>>100432184Blaxploitation didn't start in the 70's. It started before that, as a way to make money from the growing civil rights movement which also began before the 70's. You remember when they did the new Ghostbusters film, and said that seeing it would support women? That's what Blaxploitation was.
Black Panther first showed up as a tag-along to the avengers, and it was a few years before he started doing anything solo. Wakanda is this vaguely African nation that does a bunch of stereotypical African things while also being more advanced than anyone. It seems paradoxical because Wakanda being African was a point of emphasis, but the stereotype for Africa was basically "you know, like the Zulu".

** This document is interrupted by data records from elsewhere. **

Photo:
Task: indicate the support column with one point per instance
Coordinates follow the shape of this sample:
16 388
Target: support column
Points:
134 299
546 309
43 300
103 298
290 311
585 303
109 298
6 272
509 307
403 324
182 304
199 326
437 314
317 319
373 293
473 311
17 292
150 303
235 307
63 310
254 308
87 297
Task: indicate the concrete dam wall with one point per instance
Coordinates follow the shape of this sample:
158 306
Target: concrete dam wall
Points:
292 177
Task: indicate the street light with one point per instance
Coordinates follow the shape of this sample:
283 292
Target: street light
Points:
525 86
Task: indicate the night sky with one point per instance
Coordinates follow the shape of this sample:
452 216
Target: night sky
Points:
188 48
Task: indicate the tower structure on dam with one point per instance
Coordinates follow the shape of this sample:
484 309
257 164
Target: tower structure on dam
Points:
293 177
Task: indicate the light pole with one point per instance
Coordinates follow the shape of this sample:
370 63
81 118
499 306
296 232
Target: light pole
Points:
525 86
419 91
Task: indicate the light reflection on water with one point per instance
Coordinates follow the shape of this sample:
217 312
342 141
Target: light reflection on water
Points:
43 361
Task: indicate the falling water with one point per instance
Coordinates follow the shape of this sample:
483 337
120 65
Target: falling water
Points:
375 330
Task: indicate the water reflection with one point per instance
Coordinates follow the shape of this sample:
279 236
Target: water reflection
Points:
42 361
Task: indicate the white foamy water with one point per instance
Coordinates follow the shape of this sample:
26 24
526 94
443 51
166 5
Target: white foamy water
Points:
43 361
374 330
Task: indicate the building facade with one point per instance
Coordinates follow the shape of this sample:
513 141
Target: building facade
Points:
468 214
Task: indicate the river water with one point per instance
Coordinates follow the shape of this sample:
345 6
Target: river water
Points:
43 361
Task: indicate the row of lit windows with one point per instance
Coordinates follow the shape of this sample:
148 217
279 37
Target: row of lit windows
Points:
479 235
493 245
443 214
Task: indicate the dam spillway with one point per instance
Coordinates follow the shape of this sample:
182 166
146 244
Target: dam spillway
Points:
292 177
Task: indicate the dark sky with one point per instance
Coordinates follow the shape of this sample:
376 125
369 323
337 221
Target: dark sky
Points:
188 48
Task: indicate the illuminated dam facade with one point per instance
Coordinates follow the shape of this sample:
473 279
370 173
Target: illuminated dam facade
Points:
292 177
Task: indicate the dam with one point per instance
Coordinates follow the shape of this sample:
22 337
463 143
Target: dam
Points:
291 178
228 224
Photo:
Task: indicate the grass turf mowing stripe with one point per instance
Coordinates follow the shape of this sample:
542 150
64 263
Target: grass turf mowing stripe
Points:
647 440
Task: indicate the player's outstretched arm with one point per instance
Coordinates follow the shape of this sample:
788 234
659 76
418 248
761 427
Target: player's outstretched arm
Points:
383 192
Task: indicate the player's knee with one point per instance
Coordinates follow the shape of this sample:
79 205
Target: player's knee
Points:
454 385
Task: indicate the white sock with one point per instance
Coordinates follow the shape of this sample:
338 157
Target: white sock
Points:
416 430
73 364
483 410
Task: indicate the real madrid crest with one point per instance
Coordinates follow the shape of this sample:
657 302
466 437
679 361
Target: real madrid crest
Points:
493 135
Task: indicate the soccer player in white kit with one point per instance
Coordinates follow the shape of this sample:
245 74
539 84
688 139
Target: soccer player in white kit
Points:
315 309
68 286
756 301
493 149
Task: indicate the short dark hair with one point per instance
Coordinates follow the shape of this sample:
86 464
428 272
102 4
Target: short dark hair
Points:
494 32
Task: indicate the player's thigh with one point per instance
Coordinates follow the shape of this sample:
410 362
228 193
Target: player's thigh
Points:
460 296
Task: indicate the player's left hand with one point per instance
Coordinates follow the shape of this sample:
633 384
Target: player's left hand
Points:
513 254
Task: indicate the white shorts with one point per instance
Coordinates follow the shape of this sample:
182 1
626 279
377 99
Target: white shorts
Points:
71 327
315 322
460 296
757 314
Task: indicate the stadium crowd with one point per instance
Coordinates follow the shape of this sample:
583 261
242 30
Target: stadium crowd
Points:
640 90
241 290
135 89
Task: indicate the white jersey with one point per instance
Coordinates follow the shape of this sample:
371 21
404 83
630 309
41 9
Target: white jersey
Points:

Now today, we're wrapped up in stereotypes again. The whites are like this, the blacks are like that. Stratifying people into social hierarchies based on their skin color is in vogue again, but now, weirdly, it's more often the "progressive" side of politics doing it, and there's been a revival of the white nationalist bullshit because people have been saying, "if you don't like these stereotypes and generalizations about gender and race, you're with the nazis" or whatever.
Comics did this then, and they're doing it again. I don't know if you're old enough to remember Apache Chief, Samurai, or El Dorado in the old Super Friends cartoon made by Hanna Barbara, but there was a whole era of really stupid shit made by stupid people that relied on backwards generalizations to somehow "promote" equality even though those characters didn't properly represent anyone.
The ones that stand out and had more soul and wit to them generally survived on, but the really retarded ones were forgotten to time because nobody honestly cherished them.
I don't know where I'm going with this, but point is - you're wrong. Eras change. People loved GI Joe during peace time, but during Vietnam sales tanked.